Zhang Linmei, Zhu Enzhao, Cao Shaokang, Ai Zisheng, Su Jiansheng
Shanghai Engineering Research Center of Tooth Restoration and Regeneration, Tongji Research Institute of Stomatology, Department of Prosthodontics, Stomatological Hospital and Dental School, Tongji University, Shanghai, China.
School of Medicine, Tongji University, Shanghai, China.
Head Neck. 2025 Feb;47(2):517-528. doi: 10.1002/hed.27938. Epub 2024 Sep 20.
The use of postoperative radiotherapy (PORT) in patients with oral squamous cell carcinoma (OCSCC) lacks clear boundaries due to the non-negligible toxicity accompanying its remarkable cancer-killing effect. This study aims at validating the ability of deep learning models to develop individualized PORT recommendations for patients with OCSCC and quantifying the impact of patient characteristics on treatment selection.
Participants were categorized into two groups based on alignment between model-recommended and actual treatment regimens, with their overall survival compared. Inverse probability treatment weighting was used to reduce bias, and a mixed-effects multivariate linear regression illustrated how baseline characteristics influenced PORT selection.

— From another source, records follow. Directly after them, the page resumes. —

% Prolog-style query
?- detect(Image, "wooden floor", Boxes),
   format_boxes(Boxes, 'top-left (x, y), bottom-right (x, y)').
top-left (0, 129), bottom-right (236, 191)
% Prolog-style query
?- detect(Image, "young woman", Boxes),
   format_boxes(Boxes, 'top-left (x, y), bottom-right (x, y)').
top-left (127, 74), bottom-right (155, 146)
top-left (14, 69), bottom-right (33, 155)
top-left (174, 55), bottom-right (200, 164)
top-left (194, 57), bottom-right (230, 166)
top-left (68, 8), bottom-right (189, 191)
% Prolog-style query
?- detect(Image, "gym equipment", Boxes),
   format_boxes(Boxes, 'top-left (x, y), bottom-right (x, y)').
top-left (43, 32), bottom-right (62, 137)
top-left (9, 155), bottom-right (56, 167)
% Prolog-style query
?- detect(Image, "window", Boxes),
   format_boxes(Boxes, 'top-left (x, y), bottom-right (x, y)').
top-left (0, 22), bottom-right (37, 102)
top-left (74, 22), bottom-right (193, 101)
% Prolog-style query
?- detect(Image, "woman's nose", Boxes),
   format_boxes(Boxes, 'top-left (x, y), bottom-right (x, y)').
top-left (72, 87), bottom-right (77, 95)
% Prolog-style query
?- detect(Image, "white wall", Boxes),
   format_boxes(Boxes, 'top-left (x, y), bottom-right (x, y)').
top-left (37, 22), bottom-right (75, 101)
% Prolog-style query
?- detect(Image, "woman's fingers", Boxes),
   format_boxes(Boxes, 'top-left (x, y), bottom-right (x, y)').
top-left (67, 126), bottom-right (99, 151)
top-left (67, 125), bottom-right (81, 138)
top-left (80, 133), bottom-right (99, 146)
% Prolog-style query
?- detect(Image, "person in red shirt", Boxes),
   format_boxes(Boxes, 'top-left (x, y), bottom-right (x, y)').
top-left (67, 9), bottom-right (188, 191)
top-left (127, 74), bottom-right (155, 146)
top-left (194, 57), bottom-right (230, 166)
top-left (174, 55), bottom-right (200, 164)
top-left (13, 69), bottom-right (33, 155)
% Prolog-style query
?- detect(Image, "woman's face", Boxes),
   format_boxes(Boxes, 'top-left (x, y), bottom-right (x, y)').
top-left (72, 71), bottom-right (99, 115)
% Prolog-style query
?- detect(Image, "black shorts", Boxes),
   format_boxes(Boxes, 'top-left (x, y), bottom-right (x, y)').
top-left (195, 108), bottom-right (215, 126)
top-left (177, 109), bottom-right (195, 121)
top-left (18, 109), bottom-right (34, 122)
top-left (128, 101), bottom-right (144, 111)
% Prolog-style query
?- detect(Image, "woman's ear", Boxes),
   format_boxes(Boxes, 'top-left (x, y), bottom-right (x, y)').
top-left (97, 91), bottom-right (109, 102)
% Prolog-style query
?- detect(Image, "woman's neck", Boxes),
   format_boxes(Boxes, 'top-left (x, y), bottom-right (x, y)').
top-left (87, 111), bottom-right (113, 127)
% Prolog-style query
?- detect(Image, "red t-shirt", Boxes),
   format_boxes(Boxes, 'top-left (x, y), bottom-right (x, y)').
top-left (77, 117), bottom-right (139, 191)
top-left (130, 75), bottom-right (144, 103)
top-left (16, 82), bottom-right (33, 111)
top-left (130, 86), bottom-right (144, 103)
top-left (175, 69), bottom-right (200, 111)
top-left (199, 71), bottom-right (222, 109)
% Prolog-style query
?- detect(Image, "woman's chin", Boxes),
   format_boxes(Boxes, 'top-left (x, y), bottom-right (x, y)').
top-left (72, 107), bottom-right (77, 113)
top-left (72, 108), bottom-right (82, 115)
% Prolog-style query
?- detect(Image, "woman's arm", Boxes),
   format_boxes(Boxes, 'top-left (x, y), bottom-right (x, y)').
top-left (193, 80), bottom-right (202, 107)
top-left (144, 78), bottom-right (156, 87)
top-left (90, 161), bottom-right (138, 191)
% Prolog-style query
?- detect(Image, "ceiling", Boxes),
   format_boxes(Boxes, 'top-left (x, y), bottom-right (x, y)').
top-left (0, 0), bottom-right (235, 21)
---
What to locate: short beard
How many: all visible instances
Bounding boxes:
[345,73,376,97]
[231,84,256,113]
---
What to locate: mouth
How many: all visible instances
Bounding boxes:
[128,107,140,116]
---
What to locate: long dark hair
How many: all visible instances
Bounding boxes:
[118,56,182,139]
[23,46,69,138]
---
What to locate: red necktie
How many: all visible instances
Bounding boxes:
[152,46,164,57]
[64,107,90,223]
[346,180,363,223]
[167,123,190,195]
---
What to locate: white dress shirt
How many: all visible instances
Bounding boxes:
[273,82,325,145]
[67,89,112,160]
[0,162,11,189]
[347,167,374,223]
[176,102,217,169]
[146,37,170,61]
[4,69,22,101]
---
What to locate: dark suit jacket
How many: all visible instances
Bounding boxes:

4990 patients with OCSCC met the inclusion criteria. Deep Survival regression with Mixture Effects (DSME) demonstrated the best performance among all the models and National Comprehensive Cancer Network guidelines. The efficacy of PORT is enhanced as the lymph node ratio (LNR) increases. Similar enhancements in efficacy are observed in patients with advanced age, large tumors, multiple positive lymph nodes, tongue involvement, and stage IVA. Early-stage (stage 0-II) OCSCC may safely omit PORT.
This is the first study to incorporate LNR as a tumor character to make personalized recommendations for patients. DSME can effectively identify potential beneficiaries of PORT and provide quantifiable survival benefits.
口腔鳞状细胞癌(OCSCC)患者术后放疗(PORT)的使用缺乏明确界限,因为其显著的抗癌效果伴随着不可忽视的毒性。本研究旨在验证深度学习模型为OCSCC患者制定个性化PORT建议的能力,并量化患者特征对治疗选择的影响。
根据模型推荐的治疗方案与实际治疗方案的一致性将参与者分为两组,并比较他们的总生存期。采用逆概率治疗加权法减少偏差,混合效应多元线性回归说明了基线特征如何影响PORT选择。
4990例OCSCC患者符合纳入标准。混合效应深度生存回归(DSME)在所有模型和美国国立综合癌症网络指南中表现最佳。PORT的疗效随着淋巴结比率(LNR)的增加而提高。在老年、肿瘤较大、多个阳性淋巴结、舌部受累和IVA期患者中也观察到类似的疗效提高。早期(0-II期)OCSCC患者可安全地省略PORT。
这是第一项将LNR作为肿瘤特征为患者提供个性化建议的研究。DSME可以有效地识别PORT的潜在受益者,并提供可量化的生存益处。